I am having trouble figuring out the best way to ensure that each instance has access to the large data file. The data file is too big to fit on the root filesystem of an AMI. I could use Block Storage, but a given Block Storage volume can only be attached to a single instance, so I would need 100 clones.

Is there some way to create a custom image that has more space on the root filsystem so that I can include my large data file? Or is there a better way to tackle this problem?

mojones
  • 165
  • 1
  • 3
  • 8

3 Answers3

4

Put your data file in S3.

Create a "master" EBS-based instance:

  1. Mount the instance storage during instance creation
  2. On boot, copy the large data file to the instance volume
  3. Process the data locally

Create an AMI of your instance and launch 100 instances from your AMI.

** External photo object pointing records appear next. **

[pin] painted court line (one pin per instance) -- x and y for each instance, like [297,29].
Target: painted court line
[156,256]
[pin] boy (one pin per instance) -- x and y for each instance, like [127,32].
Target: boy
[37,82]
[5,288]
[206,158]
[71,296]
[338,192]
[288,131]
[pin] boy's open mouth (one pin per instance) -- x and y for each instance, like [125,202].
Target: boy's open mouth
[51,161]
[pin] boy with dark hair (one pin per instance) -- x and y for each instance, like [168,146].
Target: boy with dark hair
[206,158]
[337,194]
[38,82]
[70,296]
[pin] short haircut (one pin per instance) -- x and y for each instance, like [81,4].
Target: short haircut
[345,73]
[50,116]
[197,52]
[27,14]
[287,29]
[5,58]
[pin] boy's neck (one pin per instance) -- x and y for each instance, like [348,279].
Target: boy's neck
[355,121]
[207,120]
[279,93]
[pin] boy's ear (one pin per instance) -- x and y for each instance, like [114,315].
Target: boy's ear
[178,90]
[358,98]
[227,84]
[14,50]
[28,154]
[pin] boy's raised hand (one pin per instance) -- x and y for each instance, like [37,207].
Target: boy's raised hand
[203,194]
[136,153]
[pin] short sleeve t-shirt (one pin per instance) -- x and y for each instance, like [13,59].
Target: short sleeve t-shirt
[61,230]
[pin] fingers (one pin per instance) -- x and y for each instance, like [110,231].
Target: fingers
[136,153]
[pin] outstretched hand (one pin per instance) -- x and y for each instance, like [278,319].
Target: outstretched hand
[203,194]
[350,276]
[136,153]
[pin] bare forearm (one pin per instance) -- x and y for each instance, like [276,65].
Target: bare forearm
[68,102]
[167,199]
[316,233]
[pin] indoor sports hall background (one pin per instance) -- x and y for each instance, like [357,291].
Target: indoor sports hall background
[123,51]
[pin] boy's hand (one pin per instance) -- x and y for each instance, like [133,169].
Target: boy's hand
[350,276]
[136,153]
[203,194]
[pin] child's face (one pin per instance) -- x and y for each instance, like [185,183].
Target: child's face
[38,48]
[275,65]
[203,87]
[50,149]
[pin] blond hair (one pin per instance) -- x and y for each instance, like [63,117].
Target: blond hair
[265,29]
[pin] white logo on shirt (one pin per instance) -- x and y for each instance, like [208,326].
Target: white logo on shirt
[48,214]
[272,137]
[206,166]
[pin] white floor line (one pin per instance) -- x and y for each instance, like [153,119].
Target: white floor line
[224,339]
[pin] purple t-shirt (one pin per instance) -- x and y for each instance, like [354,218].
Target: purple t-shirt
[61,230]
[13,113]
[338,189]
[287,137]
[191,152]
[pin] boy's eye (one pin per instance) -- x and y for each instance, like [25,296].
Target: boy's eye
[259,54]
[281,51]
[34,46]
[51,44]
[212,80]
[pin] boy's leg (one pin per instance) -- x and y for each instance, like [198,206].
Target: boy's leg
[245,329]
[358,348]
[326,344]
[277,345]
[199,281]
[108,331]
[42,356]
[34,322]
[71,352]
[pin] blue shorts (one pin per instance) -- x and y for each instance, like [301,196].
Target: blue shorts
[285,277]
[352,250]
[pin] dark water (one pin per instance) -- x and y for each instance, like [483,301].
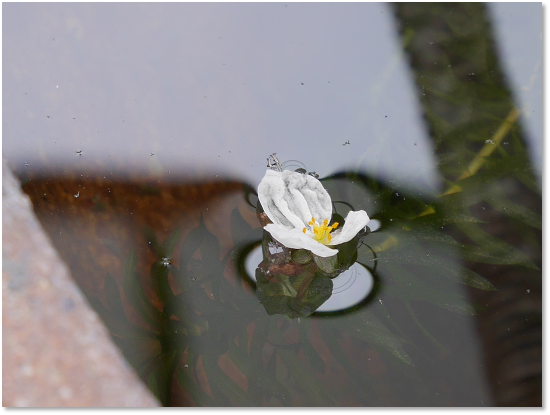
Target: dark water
[455,314]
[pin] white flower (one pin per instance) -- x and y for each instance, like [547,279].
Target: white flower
[300,209]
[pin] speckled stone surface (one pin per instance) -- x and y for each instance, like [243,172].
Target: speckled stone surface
[55,349]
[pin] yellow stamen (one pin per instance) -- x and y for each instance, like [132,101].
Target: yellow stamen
[321,233]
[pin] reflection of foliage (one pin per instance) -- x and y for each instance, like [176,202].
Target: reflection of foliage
[424,249]
[296,282]
[204,318]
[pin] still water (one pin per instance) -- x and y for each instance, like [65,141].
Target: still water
[145,177]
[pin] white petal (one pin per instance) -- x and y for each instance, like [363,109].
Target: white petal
[297,239]
[306,197]
[355,221]
[271,193]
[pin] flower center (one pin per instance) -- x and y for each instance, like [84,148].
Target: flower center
[321,233]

The benefits of this is that each instance has it's own local copy of the data and you won't spend money storing multiple copies of the data on EBS volumes. The drawback will be the time to copy the data file from S3 on launch, but once copied, processing the file should be fast since it will be local.

Matt Houser
  • 10,053
  • 1
  • 28
  • 28
3

If the data is fairly unchanging, put it in an EBS volume and make a snapshot of it. When you start each new node, have it create a new volume based on the snapshot and mount it. Making the snapshot is a fairly slow process, but creating volumes based on the snapshot is surprisingly quick!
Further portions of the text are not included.